SQ4R – A Study and Reading Strategy

SQ4R – A Study and Reading Strategy

SQ4R is an effective strategy to help all students get the information that they need from textbooks. It works for average, learning disabled, and gifted students whether they are in elementary school or college. There are variations to this strategy, including SQ3R, SRR, and PQ4R, that involve more or fewer steps.

Many teachers use the SQ4R strategy in their classrooms. You can teach it to your own children. The letters in SQ4R stand for the different steps that students should take in studying a textbook. You will have to show your children how to follow each step. Stay beside them until they have used SQ4R enough times to become adept at using it. There is a worksheet below that can be used to remind them what to do at each step. SQ4R is somewhat hard to do at first, but good results should come quickly. Have your children stick with it.

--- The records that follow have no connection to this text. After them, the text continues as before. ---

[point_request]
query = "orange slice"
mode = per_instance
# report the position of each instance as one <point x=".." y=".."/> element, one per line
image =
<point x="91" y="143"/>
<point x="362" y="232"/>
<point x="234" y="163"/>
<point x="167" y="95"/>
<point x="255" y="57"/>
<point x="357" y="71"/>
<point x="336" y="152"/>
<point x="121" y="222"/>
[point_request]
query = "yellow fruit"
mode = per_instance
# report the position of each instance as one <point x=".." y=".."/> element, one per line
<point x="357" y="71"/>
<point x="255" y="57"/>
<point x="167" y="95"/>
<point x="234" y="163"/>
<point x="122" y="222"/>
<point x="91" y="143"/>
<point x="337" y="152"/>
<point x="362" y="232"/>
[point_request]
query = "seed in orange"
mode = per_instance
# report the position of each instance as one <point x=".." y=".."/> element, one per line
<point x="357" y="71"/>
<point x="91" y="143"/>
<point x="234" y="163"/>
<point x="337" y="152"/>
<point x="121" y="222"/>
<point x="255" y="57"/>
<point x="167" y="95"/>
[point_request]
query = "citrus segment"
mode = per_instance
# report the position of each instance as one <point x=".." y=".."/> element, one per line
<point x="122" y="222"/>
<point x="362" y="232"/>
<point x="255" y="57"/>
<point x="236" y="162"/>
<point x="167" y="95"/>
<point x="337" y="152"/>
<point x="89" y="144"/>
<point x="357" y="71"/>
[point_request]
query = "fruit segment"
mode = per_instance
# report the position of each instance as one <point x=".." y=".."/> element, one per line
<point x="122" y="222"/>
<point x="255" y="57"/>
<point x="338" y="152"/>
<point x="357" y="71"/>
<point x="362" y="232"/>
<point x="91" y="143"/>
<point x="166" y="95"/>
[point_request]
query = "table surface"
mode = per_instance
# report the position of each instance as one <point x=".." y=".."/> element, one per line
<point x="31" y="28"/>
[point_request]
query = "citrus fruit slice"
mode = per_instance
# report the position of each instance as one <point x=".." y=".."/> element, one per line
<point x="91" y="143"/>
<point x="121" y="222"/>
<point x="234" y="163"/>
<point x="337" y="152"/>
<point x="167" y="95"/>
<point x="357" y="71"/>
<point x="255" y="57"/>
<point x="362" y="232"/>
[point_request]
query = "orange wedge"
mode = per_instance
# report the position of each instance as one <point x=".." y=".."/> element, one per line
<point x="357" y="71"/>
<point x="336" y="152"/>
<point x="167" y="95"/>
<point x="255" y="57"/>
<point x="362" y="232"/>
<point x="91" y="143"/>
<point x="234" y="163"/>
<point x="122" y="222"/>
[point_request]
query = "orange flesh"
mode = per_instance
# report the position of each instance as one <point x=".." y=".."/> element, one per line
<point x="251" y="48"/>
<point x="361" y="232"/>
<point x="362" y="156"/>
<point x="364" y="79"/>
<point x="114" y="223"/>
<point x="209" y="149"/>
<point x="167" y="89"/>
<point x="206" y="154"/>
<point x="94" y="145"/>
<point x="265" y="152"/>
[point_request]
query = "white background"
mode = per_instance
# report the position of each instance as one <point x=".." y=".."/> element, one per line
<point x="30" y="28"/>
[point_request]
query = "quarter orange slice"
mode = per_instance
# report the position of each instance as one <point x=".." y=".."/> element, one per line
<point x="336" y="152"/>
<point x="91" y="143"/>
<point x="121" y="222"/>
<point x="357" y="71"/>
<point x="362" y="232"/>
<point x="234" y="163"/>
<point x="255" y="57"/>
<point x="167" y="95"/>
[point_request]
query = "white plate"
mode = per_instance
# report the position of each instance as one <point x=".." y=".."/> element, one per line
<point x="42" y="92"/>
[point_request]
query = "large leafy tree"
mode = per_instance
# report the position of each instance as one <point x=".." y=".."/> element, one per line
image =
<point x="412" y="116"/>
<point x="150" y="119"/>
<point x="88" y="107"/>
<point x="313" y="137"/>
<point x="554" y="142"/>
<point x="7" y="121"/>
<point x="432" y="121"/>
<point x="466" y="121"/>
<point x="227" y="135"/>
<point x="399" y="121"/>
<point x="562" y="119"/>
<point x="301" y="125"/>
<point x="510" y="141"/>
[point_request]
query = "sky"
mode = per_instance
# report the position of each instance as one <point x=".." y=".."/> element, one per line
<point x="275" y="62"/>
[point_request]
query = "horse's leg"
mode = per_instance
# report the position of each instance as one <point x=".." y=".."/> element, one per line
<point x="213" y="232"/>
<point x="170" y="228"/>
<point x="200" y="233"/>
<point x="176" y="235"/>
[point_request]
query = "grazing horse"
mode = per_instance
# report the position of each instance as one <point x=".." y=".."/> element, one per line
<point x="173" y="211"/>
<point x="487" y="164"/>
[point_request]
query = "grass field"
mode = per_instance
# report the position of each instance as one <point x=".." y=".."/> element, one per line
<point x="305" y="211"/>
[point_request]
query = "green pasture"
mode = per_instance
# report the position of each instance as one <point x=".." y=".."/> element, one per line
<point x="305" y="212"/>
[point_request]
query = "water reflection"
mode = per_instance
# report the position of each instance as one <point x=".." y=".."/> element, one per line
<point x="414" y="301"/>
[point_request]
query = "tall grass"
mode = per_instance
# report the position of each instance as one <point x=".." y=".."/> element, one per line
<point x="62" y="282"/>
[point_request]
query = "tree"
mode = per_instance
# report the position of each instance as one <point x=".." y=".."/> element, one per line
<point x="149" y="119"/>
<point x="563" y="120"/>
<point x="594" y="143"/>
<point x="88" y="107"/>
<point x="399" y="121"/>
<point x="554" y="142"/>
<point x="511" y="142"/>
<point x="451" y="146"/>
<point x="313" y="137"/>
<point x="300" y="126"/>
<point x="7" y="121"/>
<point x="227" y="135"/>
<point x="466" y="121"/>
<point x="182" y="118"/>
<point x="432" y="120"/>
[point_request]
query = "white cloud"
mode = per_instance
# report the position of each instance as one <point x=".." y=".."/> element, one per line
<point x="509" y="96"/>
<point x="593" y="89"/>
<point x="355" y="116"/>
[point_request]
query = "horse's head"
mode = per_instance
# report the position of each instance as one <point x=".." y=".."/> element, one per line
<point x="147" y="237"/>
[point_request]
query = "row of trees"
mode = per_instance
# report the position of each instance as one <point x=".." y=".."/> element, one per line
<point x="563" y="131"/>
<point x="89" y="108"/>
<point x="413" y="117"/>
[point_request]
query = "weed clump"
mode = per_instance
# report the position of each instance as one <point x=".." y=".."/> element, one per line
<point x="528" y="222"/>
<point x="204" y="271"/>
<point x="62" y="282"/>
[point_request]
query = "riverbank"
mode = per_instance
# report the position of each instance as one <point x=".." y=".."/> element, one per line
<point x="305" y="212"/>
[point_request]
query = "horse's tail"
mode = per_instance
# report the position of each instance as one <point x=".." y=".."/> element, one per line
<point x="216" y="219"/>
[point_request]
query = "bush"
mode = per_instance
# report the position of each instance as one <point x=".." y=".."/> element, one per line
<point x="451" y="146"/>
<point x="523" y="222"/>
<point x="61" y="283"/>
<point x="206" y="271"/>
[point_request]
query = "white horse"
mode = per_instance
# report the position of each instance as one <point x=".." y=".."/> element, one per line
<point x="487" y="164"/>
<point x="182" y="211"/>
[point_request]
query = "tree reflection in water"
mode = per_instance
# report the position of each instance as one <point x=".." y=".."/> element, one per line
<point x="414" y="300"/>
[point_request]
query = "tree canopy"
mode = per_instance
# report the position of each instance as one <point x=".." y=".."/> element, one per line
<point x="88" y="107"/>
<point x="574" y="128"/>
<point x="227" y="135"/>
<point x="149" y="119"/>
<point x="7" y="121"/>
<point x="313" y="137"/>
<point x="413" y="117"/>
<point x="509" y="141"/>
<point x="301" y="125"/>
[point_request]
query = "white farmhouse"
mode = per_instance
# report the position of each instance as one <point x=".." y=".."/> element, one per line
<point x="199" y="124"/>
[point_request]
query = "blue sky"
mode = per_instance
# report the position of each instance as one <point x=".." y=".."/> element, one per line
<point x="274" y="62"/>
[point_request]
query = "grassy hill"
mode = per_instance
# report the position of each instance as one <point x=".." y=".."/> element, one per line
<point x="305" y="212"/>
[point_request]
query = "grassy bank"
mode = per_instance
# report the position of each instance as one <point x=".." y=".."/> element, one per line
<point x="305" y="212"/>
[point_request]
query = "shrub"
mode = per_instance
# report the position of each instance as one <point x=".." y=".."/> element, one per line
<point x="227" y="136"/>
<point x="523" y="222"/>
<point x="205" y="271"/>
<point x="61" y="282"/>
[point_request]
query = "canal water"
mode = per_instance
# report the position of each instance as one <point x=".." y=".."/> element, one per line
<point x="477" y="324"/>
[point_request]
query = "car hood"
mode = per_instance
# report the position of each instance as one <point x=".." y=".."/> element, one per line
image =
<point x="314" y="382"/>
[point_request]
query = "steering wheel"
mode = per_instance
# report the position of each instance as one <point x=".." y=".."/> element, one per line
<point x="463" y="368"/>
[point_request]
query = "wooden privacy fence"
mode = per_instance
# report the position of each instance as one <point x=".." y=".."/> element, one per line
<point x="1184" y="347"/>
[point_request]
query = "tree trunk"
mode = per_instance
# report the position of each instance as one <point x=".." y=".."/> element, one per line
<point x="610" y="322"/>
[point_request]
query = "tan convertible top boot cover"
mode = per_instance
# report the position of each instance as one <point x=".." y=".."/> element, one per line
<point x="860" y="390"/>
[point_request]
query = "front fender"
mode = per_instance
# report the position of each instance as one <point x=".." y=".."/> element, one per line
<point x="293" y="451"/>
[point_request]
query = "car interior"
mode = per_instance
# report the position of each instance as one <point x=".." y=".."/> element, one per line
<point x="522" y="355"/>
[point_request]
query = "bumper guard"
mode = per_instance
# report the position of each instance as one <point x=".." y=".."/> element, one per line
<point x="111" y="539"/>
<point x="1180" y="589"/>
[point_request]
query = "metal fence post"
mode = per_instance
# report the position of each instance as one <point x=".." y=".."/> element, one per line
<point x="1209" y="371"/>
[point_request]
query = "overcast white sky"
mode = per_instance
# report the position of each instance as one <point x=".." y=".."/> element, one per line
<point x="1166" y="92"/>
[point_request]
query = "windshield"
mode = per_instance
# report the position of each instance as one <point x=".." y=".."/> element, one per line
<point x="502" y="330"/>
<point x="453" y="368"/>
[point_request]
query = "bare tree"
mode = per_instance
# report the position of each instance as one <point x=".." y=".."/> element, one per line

"S" stands for survey. It involves skimming and scanning a chapter or assignment to get an idea of what the material is all about and how it is organized. Students do this by reading all the headings and subheadings in the assignment as well as the summary, if there is one. They also look at all pictures, charts, tables, maps, and graphs and read their captions.

"Q" stands for question. It involves writing a question (who, what, when, where, why how) for each heading and subheading in an assignment. If a heading is "The Causes of the Revolutionary War," the question could be: "What were the causes of the Revolutionary War?" The questions make students think about what they are going to learn. It gives purpose to their reading.

"R" stands for read. Students read the paragraph or paragraphs under a particular heading or subheading to get an answer to the question they developed. Note they are only reading a small amount of material. Difficult material may have to be reread. They should pay particular attention to underlined, bold printed, and italicized words and phrases. And they need to write down all terms that they do not understand to look up after completing the assigned reading.

"R" stands for recite. Once a section under a heading or subheading has been read, students should recite aloud in their own words the answer to their question for it. If a student doesn’t know the answer, the section needs to be reread. If a question still cannot be answered, they may need to write a better question for the material.

"R" stands for wRite. Once students have recited an answer, they should write it down under the question. They may also write down brief notes or examples under the question, if needed for better understanding.

"R" stands for Review. It is to be done after answers to all questions have been written down. The review includes skimming over the headings and subheadings again, reciting the important ideas under each heading and subheading, and answering all the questions. If a question can't be answered, the material as well as the answer to the question should be reread. This step should be repeated the next day and at the end of the week, as well as before tests. Review is crucial as most children forget 80 percent of what they have read within two weeks. Students who review frequently perform much better on tests.



1. SURVEY Read headings and subheadings.
Look at all illustrations.
Read captions under illustrations.
Read chapter summary.

2. QUESTION Write a question for each heading and subheading in an assignment.

3. READ Read only the material under a heading or subheading to search for an answer to your question for it.

4. RECITE Recite the answer to the question in step 3.

5. WRITE Write down the answer you recited in step 4 under its question.

6. REVIEW Do after step 5 is completed for all questions.
Skim over all headings and subheadings.
Recite answers to each question.
Repeat this step the next day, the end of the week, and before a test.